Quantum Correlated RNG with Verification

Extends the previous example by adding a classical verification step after the quantum measurement. After both nodes measure their EPR halves, Alice sends her result to Bob so he can confirm the correlation. Found in examples/event-based/quantumCorrRNGVerified/.

This demonstrates the full cycle: classical negotiation → quantum operation → classical verification

The protocol

  1. Alice sends “generate randomness?” to Bob.

  2. Bob replies “yes”, then both create an EPR pair and measure.

  3. Alice sends her measurement result to Bob.

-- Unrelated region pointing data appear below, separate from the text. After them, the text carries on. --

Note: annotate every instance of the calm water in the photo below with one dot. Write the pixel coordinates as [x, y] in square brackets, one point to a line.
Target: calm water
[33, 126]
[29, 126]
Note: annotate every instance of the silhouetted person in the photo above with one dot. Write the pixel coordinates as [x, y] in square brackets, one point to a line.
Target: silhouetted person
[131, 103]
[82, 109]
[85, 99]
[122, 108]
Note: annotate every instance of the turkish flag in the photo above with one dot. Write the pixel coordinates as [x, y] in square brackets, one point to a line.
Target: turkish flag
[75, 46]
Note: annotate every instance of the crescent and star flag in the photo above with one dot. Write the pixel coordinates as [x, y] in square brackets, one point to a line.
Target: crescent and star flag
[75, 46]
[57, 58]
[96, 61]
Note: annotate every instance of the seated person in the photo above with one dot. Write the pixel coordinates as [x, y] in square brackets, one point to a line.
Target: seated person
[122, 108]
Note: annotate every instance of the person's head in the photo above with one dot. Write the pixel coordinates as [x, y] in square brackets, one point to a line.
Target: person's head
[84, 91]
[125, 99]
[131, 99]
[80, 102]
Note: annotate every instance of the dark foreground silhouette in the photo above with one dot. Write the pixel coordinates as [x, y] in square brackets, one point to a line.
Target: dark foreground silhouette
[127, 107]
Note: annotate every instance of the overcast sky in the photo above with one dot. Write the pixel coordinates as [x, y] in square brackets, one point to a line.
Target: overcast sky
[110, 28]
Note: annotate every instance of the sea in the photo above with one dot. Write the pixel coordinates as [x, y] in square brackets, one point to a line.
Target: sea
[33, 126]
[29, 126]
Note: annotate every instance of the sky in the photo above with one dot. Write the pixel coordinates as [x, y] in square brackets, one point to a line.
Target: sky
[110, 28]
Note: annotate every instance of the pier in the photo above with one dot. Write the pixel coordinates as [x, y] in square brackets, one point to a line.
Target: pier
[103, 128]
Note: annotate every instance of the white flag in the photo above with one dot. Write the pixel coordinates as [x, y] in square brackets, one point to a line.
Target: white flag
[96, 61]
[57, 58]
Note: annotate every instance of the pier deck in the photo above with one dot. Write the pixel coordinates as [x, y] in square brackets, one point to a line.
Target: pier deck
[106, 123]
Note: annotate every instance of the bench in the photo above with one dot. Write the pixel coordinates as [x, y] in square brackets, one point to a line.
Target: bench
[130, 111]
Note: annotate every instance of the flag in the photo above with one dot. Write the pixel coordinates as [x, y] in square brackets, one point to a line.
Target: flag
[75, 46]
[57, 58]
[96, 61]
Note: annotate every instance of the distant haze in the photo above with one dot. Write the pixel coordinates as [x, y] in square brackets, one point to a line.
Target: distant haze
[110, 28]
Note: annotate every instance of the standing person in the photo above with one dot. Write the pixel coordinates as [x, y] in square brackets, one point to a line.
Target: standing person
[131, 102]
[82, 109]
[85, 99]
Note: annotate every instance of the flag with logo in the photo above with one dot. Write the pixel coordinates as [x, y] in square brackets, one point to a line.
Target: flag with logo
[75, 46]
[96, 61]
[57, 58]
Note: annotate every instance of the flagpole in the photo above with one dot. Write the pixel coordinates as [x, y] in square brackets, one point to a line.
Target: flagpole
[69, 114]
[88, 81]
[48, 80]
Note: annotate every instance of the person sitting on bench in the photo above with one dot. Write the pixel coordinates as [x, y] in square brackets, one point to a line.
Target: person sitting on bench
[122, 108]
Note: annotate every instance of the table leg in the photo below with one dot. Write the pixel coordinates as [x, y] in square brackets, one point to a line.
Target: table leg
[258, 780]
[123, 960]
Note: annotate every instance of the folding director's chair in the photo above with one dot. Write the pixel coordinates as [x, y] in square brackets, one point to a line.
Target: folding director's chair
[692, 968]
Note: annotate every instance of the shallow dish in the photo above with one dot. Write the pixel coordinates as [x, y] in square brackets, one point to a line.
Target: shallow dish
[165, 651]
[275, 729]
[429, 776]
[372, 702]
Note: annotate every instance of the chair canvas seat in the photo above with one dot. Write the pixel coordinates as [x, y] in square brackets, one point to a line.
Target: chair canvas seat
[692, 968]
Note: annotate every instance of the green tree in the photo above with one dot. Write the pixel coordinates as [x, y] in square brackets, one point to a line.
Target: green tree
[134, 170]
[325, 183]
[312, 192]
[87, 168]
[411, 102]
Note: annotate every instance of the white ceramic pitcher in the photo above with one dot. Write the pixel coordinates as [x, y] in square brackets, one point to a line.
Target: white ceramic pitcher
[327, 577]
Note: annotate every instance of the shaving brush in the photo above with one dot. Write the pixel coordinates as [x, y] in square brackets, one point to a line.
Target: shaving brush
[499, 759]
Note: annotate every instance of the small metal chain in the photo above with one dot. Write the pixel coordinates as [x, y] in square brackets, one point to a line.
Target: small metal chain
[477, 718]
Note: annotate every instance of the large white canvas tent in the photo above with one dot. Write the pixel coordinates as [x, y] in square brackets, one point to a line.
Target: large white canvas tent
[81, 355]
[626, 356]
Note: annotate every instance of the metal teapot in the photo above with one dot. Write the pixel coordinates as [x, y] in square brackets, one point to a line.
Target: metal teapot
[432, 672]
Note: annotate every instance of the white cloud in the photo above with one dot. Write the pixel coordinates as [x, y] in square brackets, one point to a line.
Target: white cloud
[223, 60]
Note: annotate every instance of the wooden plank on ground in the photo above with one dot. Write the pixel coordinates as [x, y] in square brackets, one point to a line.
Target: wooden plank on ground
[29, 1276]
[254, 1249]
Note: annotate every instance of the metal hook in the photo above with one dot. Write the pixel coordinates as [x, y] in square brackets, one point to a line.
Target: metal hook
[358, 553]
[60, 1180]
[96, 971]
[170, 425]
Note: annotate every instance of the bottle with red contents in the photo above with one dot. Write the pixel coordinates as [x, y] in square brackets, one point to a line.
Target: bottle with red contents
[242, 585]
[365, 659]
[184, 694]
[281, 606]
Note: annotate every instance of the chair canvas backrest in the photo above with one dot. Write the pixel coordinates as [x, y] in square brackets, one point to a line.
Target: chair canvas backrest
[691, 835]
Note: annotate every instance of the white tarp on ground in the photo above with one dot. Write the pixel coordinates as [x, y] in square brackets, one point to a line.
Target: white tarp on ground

  4. Bob compares both results and sends back a verification message.

Alice’s state diagram

(connect)
   │ send "generate randomness?"
   ▼
WAITING_ACCEPT
   │ recv "yes" → EPR create + measure, send result to Bob
   ▼
WAITING_VERIFICATION
   │ recv "verified: ..."
   ▼
  DONE

Bob’s state diagram

WAITING_PROPOSAL
   │ recv "generate randomness?" → send "yes", EPR recv + measure
   ▼
WAITING_ALICE_RESULT
   │ recv Alice's bit → compare, send verdict
   ▼
  DONE

Multi-state quantum protocol

The key difference from the simple version: Bob now has two states after the quantum operation. His handler stores the measurement result, and a second handler processes Alice’s result:

bob_result = None  # module-level storage

async def handle_generate(writer: StreamWriter) -> str:
    global bob_result

    # Classical: agree
    writer.write("yes".encode("utf-8"))
    await writer.drain()

    # Quantum: receive EPR pair and measure
    epr_socket = EPRSocket("Alice")
    sim_conn = NetQASMConnection("Bob", epr_sockets=[epr_socket])
    epr = epr_socket.recv_keep()[0]
    m = epr.measure()
    sim_conn.flush()

    bob_result = int(m)
    sim_conn.close()
    return STATE_WAITING_ALICE_RESULT

async def handle_alice_result(writer: StreamWriter, alice_result: int) -> str:
    match = alice_result == bob_result
    verdict = f"verified: Alice={alice_result}, Bob={bob_result}, match={match}"
    writer.write(verdict.encode("utf-8"))
    await writer.drain()
    return STATE_DONE

Handling variable messages

In WAITING_ALICE_RESULT, the message content is Alice’s measurement bit — it could be “0” or “1”. Since the exact message is not known ahead of time, Bob’s event loop handles this state specially rather than through the dispatch table:

while state != STATE_DONE:
    data = await reader.read(255)
    msg = data.decode("utf-8")

    # Special handling: in WAITING_ALICE_RESULT, the message IS the data
    if state == STATE_WAITING_ALICE_RESULT:
        alice_bit = int(msg)
        state = await handle_alice_result(writer, alice_bit)
        continue

    # Normal dispatch for other states
    handler = BOB_DISPATCH.get((state, msg))
    ...

Key concepts

  • Multi-phase protocols: The state machine naturally handles protocols with multiple phases (negotiate → quantum → verify).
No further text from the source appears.